= Bure, Oromia (woreda) =

District in Oromia Region, Ethiopia

Bure is one of the woredas in the Oromia Region of Ethiopia. Part of the Illubabor Zone, Bure is bordered on the south by Nono, on the southwest by the Gambela Region, on the west by the Kelem Welega Zone, on the northeast by Metu, and on the southeast by Ale; the Birbir River defines the west and north boundaries. Towns in Bure include Bure and Sibo. Huka Halu woreda was separated from Bure.

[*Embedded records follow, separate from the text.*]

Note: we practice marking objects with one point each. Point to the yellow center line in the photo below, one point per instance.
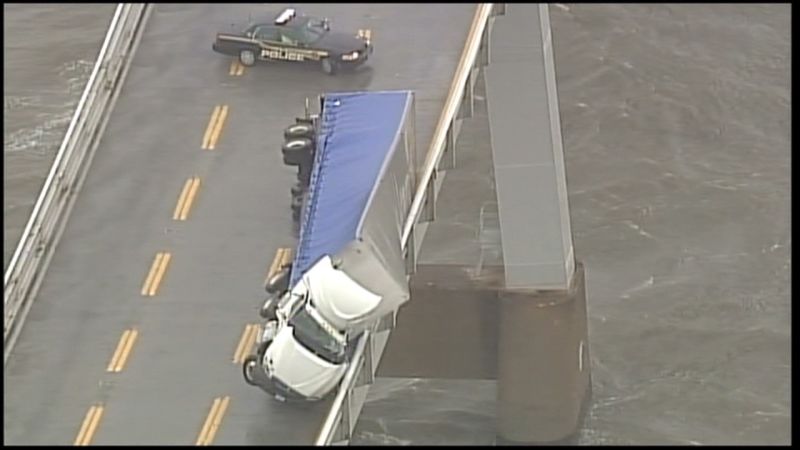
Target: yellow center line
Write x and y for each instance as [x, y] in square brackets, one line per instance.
[237, 69]
[246, 342]
[160, 274]
[212, 143]
[89, 425]
[123, 350]
[156, 273]
[181, 199]
[213, 421]
[282, 256]
[210, 127]
[150, 275]
[186, 198]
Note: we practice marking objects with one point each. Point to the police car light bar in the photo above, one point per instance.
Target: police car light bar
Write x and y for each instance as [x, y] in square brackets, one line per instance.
[285, 16]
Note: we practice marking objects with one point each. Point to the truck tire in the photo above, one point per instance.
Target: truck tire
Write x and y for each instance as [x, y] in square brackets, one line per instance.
[297, 190]
[279, 283]
[269, 309]
[297, 202]
[297, 151]
[299, 130]
[329, 66]
[247, 57]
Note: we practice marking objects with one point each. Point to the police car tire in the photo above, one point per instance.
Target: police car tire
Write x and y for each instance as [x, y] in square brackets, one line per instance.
[329, 66]
[296, 151]
[250, 360]
[247, 57]
[299, 130]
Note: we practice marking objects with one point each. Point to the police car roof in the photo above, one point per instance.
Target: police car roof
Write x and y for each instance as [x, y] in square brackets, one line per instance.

Although coffee is an important cash crop of this woreda, less than 20 square kilometers are planted with this crop.

== Demographics ==
The 2007 national census reported a total population for this woreda of 50,841, of whom 25,312 were men and 25,529 were women; 5,477 or 10.77% of its population were urban dwellers. The majority of the inhabitants practised Ethiopian Orthodox Christianity, with 37.59% of the population reporting they observed this belief, while 30.9% of the population said they were Moslem, and 30.73% were Protestant.

Based on figures published by the Central Statistical Agency in 2005, this woreda has an estimated total population of 78,043, of whom 39,953 are men and 38,090 are women; 9,565 or 12.26% of its population are urban dwellers, which is about the same as the Zone average of 12%. With an estimated area of 1,496.41 square kilometers, Bure has an estimated population density of 52.2 people per square kilometer, which is less than the Zone average of 72.3.

The 1994 national census reported a total population for this woreda of 55,193 in 12,991 households, of whom 27,037 were men and 28,156 women; 5,356 or 9.7% of its population were urban dwellers at the time. The four largest ethnic groups reported in Bure were the Oromo (82.37%), the Amhara (10.62%), the Tigrayan (2.96%), and the Kambaata (2.38%); all other ethnic groups made up 1.67% of the population. Oromiffa was spoken as a first language by 85.47%, 8.21% Amharic, 2.66% Tigrinya, and 2.39% Kambaata; the remaining 1.27% spoke all other primary languages reported. The majority of the inhabitants professed Ethiopian Orthodox Christianity, with 65.42% of the population reporting they practiced that belief, while 24.62% of the population said they were Muslim, and 8.47% were Protestant.